しかし、近年ではMT(マニュアルトランスミッション)をベースに自動変速機能を組み合わせた「セミオートマ」や「AMT(オートメーテッド・マニュアル・トランスミッション)」と呼ばれるシステムが開発・普及し、ATの利便性とMTの燃費効率を併せ持つトラックが増加しています。
具体的な普及率に関しては、車種や用途によって異なります。日本自動車工業会の調査によれば、2022年時点で運輸業界が保有する車両の34%がAT車であり、その割合は増加傾向にあります。
一方で、特に大型トラックでは約3割、中型トラックでは約7割がMT車であるとのデータもあり、車種や用途によってAT車の普及状況は異なります。

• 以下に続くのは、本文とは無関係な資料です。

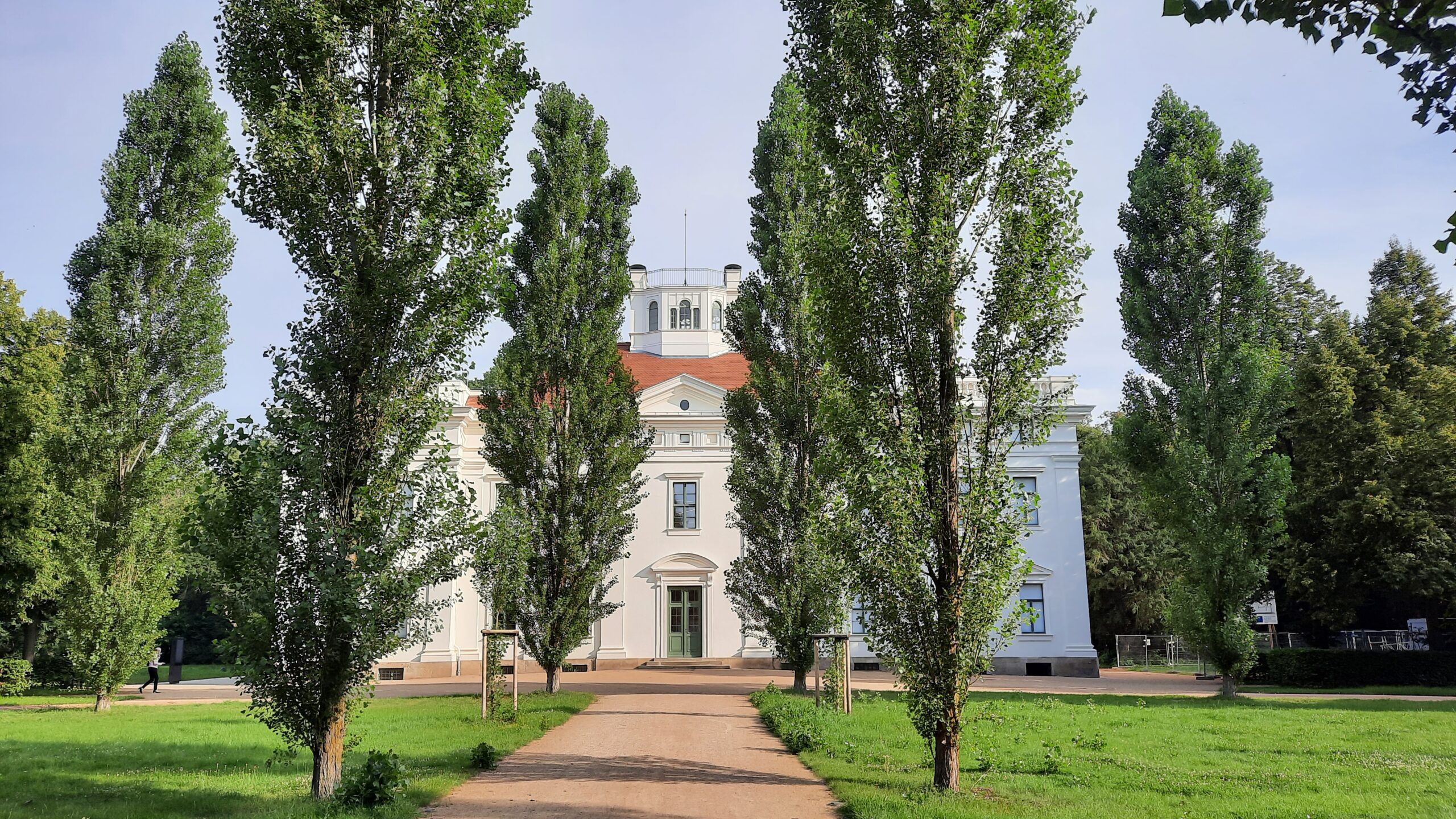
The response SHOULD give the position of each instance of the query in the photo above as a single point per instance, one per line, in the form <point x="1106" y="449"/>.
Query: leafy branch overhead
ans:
<point x="1417" y="35"/>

AT車の導入には多くのメリットがあります。例えば、クラッチ操作が不要なため、運転操作が簡素化され、ドライバーの負担軽減につながります。
また、誰が運転しても安定した燃料消費量でトラックを運行できるため、燃費の均一化が図れます。
さらに、AT限定免許を持つ人材の採用が可能となり、人手不足の解消にも寄与します。
しかし、AT車の導入には課題も存在します。例えば、AT車はMT車に比べて故障が多いとの指摘や、AT限定免許取得者が増えることで、MT車しかない現場での対応が難しくなるといった懸念があります。
また、AT車の普及に伴い、運転技術の低下や安全性への影響を指摘する声もあります。
今後、トラック業界におけるAT車の割合は引き続き増加すると予想されます。
これは、電気トラックや自動運転技術の進展とも関連しており、特に都市内配送や長距離運送において、AT車の需要が高まると考えられます。

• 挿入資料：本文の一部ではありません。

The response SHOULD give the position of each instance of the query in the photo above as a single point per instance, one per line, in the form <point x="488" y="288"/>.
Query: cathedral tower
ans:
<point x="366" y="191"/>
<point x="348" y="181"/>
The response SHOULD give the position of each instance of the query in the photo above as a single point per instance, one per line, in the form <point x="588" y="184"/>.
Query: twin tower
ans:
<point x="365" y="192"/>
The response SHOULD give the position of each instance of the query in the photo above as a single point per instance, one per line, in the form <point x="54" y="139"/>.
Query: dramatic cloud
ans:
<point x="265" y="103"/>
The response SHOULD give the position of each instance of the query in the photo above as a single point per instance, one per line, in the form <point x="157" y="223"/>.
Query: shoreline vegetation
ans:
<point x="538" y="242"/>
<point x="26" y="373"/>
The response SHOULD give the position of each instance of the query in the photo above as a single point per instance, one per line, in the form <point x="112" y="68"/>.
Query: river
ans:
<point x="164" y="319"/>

一方で、特定の用途(山道や重い荷物の運搬)では、引き続きMT車が支持される可能性もあり、用途や地域、運送業務の性質によって、AT車とMT車の選択が続くと考えられます。
世界的な状況を見ると、欧米では日本に比べてATトラックの普及率が高い傾向にあります。
特に欧州では、ATやAMTの導入が進んでおり、安全性や燃費向上のために自動変速機が標準化されつつあります。

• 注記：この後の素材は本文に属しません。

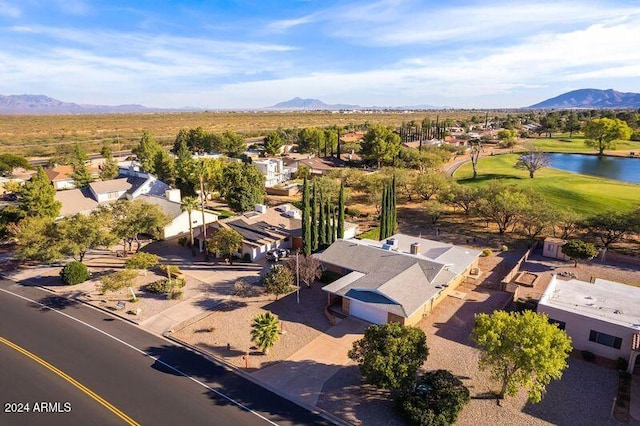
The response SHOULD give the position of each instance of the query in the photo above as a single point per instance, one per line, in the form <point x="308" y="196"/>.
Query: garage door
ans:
<point x="367" y="312"/>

また、北米では大型トラックの多くがAT車に移行しています。
総じて、トラックのAT化は確実に進行しており、運転者のニーズや技術革新によって、今後もその割合は高まっていくと考えられます。
ただし、用途や地域、運送業務の性質によって、AT車とMT車の選択肢が共存する状況は続くでしょう。
以上、トラックのオートマの割合についてでした。
最後までお読みいただき、ありがとうございました。